Girls and women with CAH constitute the majority of genetic females with normal internal reproductive hormones who have been exposed to male levels of testosterone throughout their prenatal lives. Milder degrees of continuing androgen exposure continue throughout childhood and adolescence due to the imperfections of current glucocorticoid treatment for CAH. The psychosexual development of these girls and women has been analyzed as evidence of the role of androgens in human sex-dimorphic behaviors.

Girls with CAH have repeatedly been reported to spend more time with "sex-atypical" toys and "rough-and-tumble" play than unaffected sisters. These differences continue into adolescent, as expressed in social behaviors, leisure activities, and career interests. Interest in babies and becoming mothers is significantly lower by most measures.

Cognitive effects are less clear and reports have been contradictory. Two studies reported spatial abilities above the average for sisters and for girls in general. Other evidence in males with and without androgen deficiencies suggest that androgens may play a role in these aptitudes.

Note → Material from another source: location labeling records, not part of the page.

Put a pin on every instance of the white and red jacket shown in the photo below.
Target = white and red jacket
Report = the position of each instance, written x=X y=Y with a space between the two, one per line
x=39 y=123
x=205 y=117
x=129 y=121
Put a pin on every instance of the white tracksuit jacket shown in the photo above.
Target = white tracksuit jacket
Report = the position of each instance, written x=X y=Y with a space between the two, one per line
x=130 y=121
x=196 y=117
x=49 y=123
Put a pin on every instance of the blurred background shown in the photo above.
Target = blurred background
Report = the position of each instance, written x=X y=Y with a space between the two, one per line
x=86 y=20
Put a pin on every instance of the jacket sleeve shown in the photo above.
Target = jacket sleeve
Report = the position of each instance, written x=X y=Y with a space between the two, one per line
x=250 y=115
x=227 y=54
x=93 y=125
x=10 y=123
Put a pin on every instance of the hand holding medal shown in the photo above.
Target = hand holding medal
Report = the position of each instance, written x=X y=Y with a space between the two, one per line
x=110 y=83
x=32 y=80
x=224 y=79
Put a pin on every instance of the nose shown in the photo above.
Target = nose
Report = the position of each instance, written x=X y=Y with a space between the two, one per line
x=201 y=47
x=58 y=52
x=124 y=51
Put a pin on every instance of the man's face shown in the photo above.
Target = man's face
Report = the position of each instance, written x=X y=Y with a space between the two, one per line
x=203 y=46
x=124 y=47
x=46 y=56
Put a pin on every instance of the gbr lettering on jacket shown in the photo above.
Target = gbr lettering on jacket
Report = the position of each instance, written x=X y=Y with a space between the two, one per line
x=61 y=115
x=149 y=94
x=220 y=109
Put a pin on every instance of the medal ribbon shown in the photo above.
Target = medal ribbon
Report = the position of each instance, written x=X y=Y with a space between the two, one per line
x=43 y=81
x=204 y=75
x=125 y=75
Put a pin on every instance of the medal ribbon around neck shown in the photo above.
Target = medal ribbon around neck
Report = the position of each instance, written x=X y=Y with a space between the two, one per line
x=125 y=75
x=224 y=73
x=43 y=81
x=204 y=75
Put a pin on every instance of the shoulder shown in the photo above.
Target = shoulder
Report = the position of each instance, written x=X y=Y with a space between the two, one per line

However, gender identity of girls and women with CAH is nearly always unequivocally female. Sexual orientation is more mixed, though the majority are heterosexual. In one study, 27% of women with CAH were rated as bisexual in their orientations. Abnormalities of body image due to the effects of the disease likely play a role in the sexual development of these women, and one cannot conclude that the androgens are the major determinant of their erotic interests.